Influenciadores digitais e seu impacto nas decisões de consumo
Enviada em 20/07/2021
É notório que o advento da internet pós 2°guerra mundial trouxe consigo inúmeros benefícios para a sociedade no todo, dando voz a liberdade de expressão, auxiliando na busca rápida e prática por produtos de uso do ser humano. Diante disso, surgiram os influenciadores digitais que assumiram um papel maior que as celebridades em auxiliar o indivíduo na decisão de escolha. Contudo, o consumismo e alienação do indivíduo na internet provocaram a manipulação do usuário pelo controle de dados, o que provoca a dúvida ao comprar na internet ou loja física devido a imensidão de opções.

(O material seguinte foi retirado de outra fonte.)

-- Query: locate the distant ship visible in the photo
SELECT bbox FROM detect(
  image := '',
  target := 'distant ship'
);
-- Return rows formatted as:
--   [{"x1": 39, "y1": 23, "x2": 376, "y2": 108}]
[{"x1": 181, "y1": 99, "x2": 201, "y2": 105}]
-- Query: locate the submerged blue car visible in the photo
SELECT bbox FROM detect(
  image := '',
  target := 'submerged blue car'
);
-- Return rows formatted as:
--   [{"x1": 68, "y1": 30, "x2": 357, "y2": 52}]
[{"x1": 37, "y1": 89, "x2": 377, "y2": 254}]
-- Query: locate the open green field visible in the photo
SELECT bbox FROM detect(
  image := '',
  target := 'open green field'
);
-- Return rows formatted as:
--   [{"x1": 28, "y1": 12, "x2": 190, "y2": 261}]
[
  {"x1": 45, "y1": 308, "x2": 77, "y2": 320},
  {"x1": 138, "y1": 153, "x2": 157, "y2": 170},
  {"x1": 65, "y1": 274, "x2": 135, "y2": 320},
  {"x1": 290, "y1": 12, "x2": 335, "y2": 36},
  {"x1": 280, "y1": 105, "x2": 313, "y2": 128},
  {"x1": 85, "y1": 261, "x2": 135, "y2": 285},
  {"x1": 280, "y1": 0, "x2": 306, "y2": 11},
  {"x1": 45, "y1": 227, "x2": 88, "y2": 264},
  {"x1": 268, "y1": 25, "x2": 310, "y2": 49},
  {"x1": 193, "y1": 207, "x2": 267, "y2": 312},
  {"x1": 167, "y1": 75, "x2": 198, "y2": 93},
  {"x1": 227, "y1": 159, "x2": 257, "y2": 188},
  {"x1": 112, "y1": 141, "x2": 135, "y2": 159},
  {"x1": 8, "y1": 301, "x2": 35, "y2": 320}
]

Visto que o influenciador possui vasto poder de persuasão, Cristiano Ronaldo, jogador de futebol, durante uma entrevista recusou beber “Coca-Cola” e a substitui por água, provocando, assim, um grande rebuliço internacional, o que gerou a perda de milhões de dólares para a marca “Coca-Cola”. Portanto, o fato de o influenciador estar mais presente ao telespectador torna a relação entre ambos mais real e menos voltada para cultura de massa imposta por comerciais na televisão normal.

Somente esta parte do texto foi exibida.